Militantes et militants du RDMC,
Camerounaises, Camerounais, mes chers jeunes compatriotes,
Camerounais et Camerounaises vivant à l’étranger,

Avant d’entrer dans l’an 2010, j’ai voulu vous présenter très chaleureusement les meilleurs v ux du RDMC.

Sans exclure les autres catégories sociales, je souhaite m’adresser tout particulièrement à la jeunesse camerounaise et aux paysans qui sont en proie à une très grande désespérance, mais je souhaite aussi m’adresser à la diaspora camerounaise qui dans mon entendement et celui de mon parti le Rassemblement Démocratique pour la Modernité du Cameroun (RDMC), a un rôle capital à jouer dans le devenir de notre nation.

Mes chers compatriotes,

Aucune situation n’est jamais définitivement irréversible. L’avenir du Cameroun dépend de vous. Il dépend davantage de nous tous et surtout des choix politiques que vous faites et qui déterminent soit notre échec individuel et collectif, soit notre réussite commune. L’année 2010 qui commence vous donnera certainement l’occasion d’y méditer.

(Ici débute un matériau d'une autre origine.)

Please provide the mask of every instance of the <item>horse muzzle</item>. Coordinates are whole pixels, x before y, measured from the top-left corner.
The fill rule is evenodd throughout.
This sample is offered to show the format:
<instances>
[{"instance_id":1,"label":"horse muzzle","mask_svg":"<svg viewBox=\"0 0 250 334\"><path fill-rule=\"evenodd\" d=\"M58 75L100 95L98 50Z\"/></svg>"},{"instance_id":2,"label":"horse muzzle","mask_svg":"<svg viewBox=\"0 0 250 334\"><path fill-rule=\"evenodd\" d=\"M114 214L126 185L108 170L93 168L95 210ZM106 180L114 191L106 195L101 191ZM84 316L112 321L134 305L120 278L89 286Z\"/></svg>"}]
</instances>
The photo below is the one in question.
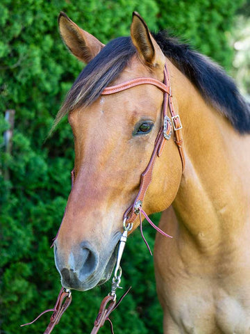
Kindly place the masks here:
<instances>
[{"instance_id":1,"label":"horse muzzle","mask_svg":"<svg viewBox=\"0 0 250 334\"><path fill-rule=\"evenodd\" d=\"M120 233L117 233L108 249L97 250L88 241L82 242L69 253L63 252L57 241L54 243L56 267L62 285L67 289L85 291L106 282L116 261L116 249Z\"/></svg>"}]
</instances>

Je vous recommanderais de mener les grandes actions indispensables à la réversibilité positive de la situation de chacun de vous et de notre pays.
Les Camerounais vivant à l’étranger sont restés longtemps considérés comme des étrangers, des exclus assujettis aux seuls soutiens filiaux et communautaristes confinés à leurs régions d’origine. Cette manière archaïque de concevoir nos rapports d’ensemble et de conduire notre pays a trop duré et lui fait perdre une expertise de haute compétitivité évanouie dans les pays étrangers qui en profitent allégrement.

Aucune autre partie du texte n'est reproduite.